_Square_Peg_ wrote:
"You don't mind, do you?"
How am I supposed to answer that?
- "Yes, I do."
- "Yes, I don't mind."
- "No, I do."
- "No, I don't mind."
Yes, that one irks me a little bit, too. I usually mentally translate it to "do you mind?", so I answer "yes" if I mind and "no" if I don't. But what irks me more than the semantics of the question is the meaning behind it - or lack thereof. Often when people ask this they don't care whether you mind or not, they just want to give themselves extra justification for a questionable action.
Bethie wrote:
Redundancies (ATM machine, PIN number, KFC chicken)
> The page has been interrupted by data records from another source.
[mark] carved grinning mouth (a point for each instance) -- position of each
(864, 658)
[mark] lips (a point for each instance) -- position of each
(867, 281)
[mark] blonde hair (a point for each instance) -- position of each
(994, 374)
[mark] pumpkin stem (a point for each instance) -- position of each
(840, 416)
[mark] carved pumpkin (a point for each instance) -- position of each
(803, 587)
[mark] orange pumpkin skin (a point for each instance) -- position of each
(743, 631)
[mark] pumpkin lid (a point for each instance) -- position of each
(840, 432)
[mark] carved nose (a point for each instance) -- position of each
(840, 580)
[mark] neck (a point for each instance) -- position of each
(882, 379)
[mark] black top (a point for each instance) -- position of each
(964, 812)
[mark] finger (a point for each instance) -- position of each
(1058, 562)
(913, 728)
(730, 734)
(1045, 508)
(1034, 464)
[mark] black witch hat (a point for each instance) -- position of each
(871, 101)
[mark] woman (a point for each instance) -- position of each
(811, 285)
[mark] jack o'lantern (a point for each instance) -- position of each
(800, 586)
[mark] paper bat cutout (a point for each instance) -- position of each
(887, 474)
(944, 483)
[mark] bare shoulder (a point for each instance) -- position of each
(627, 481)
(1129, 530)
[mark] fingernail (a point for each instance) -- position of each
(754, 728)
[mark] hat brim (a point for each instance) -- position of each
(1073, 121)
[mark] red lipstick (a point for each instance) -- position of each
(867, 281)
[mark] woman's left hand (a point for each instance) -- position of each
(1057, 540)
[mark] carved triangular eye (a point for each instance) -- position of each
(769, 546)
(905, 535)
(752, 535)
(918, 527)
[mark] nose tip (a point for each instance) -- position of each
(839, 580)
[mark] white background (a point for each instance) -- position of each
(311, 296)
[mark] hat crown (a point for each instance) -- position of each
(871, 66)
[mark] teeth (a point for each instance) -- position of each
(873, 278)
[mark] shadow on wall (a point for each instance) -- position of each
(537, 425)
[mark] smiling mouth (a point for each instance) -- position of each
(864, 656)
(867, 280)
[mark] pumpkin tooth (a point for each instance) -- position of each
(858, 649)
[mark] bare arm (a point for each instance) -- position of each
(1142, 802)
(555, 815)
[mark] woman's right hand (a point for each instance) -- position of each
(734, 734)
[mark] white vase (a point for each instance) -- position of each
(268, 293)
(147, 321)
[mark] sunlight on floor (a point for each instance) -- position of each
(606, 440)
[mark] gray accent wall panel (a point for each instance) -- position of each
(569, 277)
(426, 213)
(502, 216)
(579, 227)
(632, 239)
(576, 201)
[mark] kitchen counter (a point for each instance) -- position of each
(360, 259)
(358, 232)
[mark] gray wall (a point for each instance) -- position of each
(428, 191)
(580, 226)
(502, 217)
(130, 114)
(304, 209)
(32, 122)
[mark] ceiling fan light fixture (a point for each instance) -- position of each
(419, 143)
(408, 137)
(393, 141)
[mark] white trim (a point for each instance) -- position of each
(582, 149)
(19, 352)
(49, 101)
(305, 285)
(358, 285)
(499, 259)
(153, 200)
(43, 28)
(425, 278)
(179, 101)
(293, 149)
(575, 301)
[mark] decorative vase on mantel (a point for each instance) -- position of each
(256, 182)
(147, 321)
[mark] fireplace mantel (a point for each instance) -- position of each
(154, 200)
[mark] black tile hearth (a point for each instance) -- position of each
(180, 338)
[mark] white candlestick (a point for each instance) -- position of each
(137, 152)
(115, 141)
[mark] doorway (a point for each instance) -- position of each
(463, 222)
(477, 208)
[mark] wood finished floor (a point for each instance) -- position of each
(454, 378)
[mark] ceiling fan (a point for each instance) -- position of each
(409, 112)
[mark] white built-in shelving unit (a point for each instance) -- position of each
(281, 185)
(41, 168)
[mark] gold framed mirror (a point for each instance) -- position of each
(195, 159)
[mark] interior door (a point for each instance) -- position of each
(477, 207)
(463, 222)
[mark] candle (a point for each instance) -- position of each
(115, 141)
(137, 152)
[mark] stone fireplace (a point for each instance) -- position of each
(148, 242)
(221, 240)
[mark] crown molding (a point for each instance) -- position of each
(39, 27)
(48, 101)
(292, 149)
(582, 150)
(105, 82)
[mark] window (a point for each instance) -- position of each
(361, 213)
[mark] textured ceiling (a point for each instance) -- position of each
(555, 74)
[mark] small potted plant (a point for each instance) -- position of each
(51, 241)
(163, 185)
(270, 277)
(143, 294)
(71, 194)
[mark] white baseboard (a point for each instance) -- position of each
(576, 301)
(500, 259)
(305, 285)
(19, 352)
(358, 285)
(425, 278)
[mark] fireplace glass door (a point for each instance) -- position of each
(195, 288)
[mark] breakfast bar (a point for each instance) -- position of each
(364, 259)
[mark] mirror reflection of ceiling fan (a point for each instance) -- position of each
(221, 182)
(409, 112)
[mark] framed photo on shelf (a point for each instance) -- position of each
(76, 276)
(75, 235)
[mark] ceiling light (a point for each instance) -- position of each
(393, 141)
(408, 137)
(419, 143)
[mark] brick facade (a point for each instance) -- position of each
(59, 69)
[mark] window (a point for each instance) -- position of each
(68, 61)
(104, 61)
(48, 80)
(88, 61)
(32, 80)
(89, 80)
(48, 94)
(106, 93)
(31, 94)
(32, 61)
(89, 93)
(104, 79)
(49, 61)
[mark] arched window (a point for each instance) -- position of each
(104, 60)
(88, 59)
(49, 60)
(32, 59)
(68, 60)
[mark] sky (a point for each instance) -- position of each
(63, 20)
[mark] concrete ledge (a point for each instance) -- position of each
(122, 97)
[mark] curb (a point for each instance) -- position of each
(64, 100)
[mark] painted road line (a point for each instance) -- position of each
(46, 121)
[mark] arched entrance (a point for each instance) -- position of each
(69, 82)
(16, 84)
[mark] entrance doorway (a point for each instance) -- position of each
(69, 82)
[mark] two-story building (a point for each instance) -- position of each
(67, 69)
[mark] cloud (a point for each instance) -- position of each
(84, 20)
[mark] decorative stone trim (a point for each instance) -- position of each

Nitpicking, I know, but "KFC chicken" is only redundant if it refers to the company "Kentucky Fried Chicken", not if it refers to the chicken sold by that company.
_Square_Peg_ wrote:
I also get annoyed by the phrase "under the sea" and the word "underground".
You're not under anything, you're in it! You're in the sea! You're in the ground! The only time you're actually under the ground/sea, is if gravity stopped working.
"underground" doesn't really bother me, because it's a word with its own meaning, distinct from the words from which it was formed, just like "redhead" does not refer to a head that is red. You have a point with "under the sea" - though it is technically possible to be under it if you're in the ground under the bottom of the sea.